Astronomy Bio...Frank Dyson

Jay Bitterman

Frank Watson Dyson was born on January 8, 1868 in Ashby-de-la-Zouch, Leicestershire. He went to Trinity College and graduated from Cambridge in 1889. In 1891 he became a Fellow of Trinity and in 1894 he became chief assistant at the Greenwich Observatory. In 1906 he left to become Astronomer Royal for Scotland and in 1910 returned to Greenwich to serve as Astronomer Royal for England. His early research focussed on problems with gravity theory. He collaborated with William Thackeray at the Greenwich Observatory on a lengthy study of stellar proper motion. In 1906 he published a book on the spectrum of the solar chromosphere based on spectra he had obtained while on several expeditions to study total eclipses of the Sun.

Dyson was among a number of astronomers that confirmed the observations of Jacobus Kapteyn on the proper motions of stars. They suggested that the stars in our galaxy seemed to be moving in two great streams; this was later realized to be the first evidence for the rotation of our Galaxy.

The important function of the Greenwich Observatory was the measurement of time, and Dyson was extremely interested in this aspect of his work. In 1924, Dyson initiated the public broadcasting of the familiar six-pip radio signal by the British Broadcasting Corporation.

Another important area of research at the Greenwich Observatory was the study of solar eclipses, and Dyson played an important part in the organization of the observational expeditions. In 1919 he coordinated the two most significant of these expeditions for that years eclipse. On this occasion, Arthur Eddington confirmed the gravitational deflection of light by the Sun as predicted by Einstein's General Theory of Relativity.

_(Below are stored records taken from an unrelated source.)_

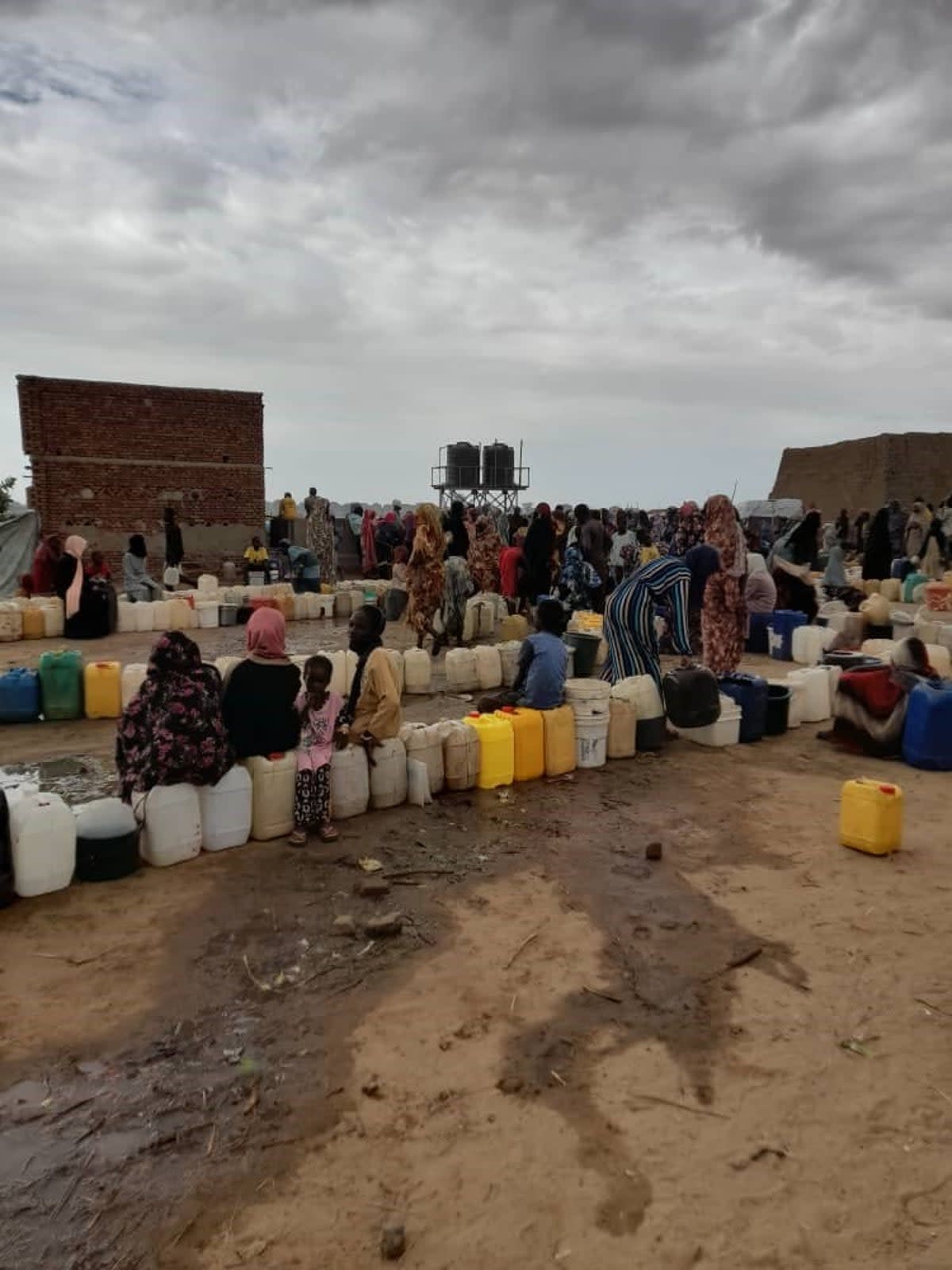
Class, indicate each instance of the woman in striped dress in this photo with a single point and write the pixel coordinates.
(628, 622)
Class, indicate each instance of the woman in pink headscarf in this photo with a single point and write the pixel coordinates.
(88, 603)
(724, 616)
(259, 700)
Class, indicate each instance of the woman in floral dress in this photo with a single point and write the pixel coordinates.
(724, 616)
(424, 572)
(173, 732)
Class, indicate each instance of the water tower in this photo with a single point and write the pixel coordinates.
(482, 475)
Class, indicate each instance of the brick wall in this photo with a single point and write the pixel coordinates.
(869, 471)
(107, 459)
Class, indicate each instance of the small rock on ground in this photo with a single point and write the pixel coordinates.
(393, 1242)
(372, 888)
(381, 927)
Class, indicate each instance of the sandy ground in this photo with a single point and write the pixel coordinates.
(570, 1056)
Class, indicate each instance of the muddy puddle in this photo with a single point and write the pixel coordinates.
(76, 780)
(127, 1155)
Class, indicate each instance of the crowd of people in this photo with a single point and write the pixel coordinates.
(184, 725)
(697, 568)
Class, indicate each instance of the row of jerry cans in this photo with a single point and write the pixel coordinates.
(61, 689)
(31, 619)
(48, 844)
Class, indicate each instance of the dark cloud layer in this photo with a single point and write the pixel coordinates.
(666, 214)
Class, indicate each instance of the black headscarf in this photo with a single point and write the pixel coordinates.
(378, 622)
(803, 541)
(537, 552)
(877, 559)
(704, 560)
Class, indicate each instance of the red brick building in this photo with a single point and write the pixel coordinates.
(107, 460)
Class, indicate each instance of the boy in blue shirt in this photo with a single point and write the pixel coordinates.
(543, 660)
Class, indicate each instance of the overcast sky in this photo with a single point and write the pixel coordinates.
(655, 239)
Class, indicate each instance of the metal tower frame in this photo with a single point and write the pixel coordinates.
(499, 498)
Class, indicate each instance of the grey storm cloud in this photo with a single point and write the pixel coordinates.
(724, 216)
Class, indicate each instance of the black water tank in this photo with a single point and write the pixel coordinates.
(463, 465)
(499, 465)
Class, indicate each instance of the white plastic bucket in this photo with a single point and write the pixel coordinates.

Dyson also made important contributions to the study of the Sun's corona and of stellar parallaxes. He was a talented astronomer and a skilled administrator. In 1933 he retired but continued to be active in research and writing. Dyson authored many research publications and several general books on astronomy. On May 25, 1939, while on a sea voyage from Australia to the coast of South Africa he died.